In [1]:
!pip install beautifulsoup4
!pip install requests



## Prototyping the parser logic

In [87]:
from bs4 import BeautifulSoup
from requests import get

In [88]:
page_url = 'https://www.savemyexams.com/a-level/business/edexcel/17/flashcards/1-marketing-and-people/1-1-meeting-customer-needs/'

In [89]:
request = get(page_url)
request.status_code

200

In [90]:
soup = BeautifulSoup(request.text, 'html.parser')

In [91]:
questions_container = soup.find_all('ul', class_='list-unstyled mb-0 d-flex flex-column gap-3')[0]
questions = questions_container.find_all('li')
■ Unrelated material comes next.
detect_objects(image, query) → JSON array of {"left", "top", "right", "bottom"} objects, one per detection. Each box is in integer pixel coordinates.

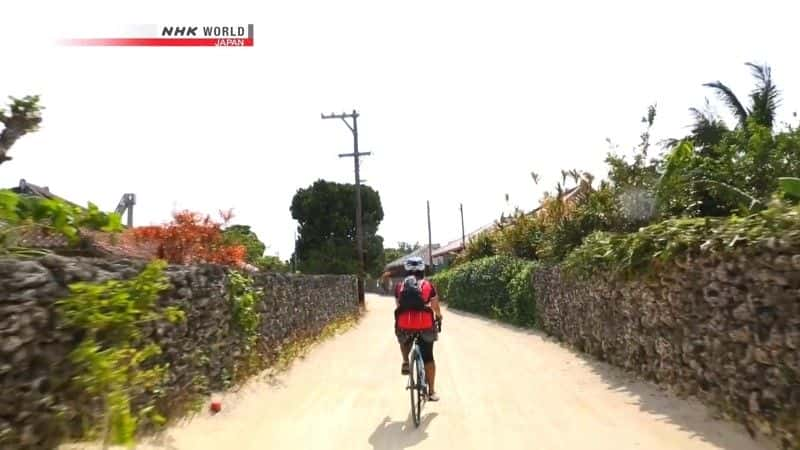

for index, question in enumerate(questions, 1):
    try:
        question_text = question.div.div.get('aria-label')

        print(index)
        print(question_text)
        print()
    except:
        pass

1
Define the term market .

2
What is meant by the term market share ?

3
What is the aim of marketing?

4
True or False? Wants are considered to be essential.

5
Define the term mass market .

6
Define the term brand .

7
State the formula for calculating market share .

8
Define the term niche market .

9
What is the purpose of branding ?

10
True or False? A dynamic market is one that is subject to rapid or continuous changes.

11
What is meant by the term primary research ?

12
What is meant by the term market segmentation ?

13
Define the term product orientation .

14
What is meant by the term secondary research ?

15
True or False? Primary research is cheaper and quicker than secondary research.

16
State how researcher bias can affect survey findings.

17
What is the purpose of market segmentation?

18
True or False? Primary market research may include purchasing market reports from specialist companies or accessing government statistics.

19
Define the term market orientation 

## Building the parser function

In [92]:
def get_questions(url):
    request = get(url)

    if request.status_code != 200:
        print('Error getting questions')
        return

    soup = BeautifulSoup(request.text, 'html.parser')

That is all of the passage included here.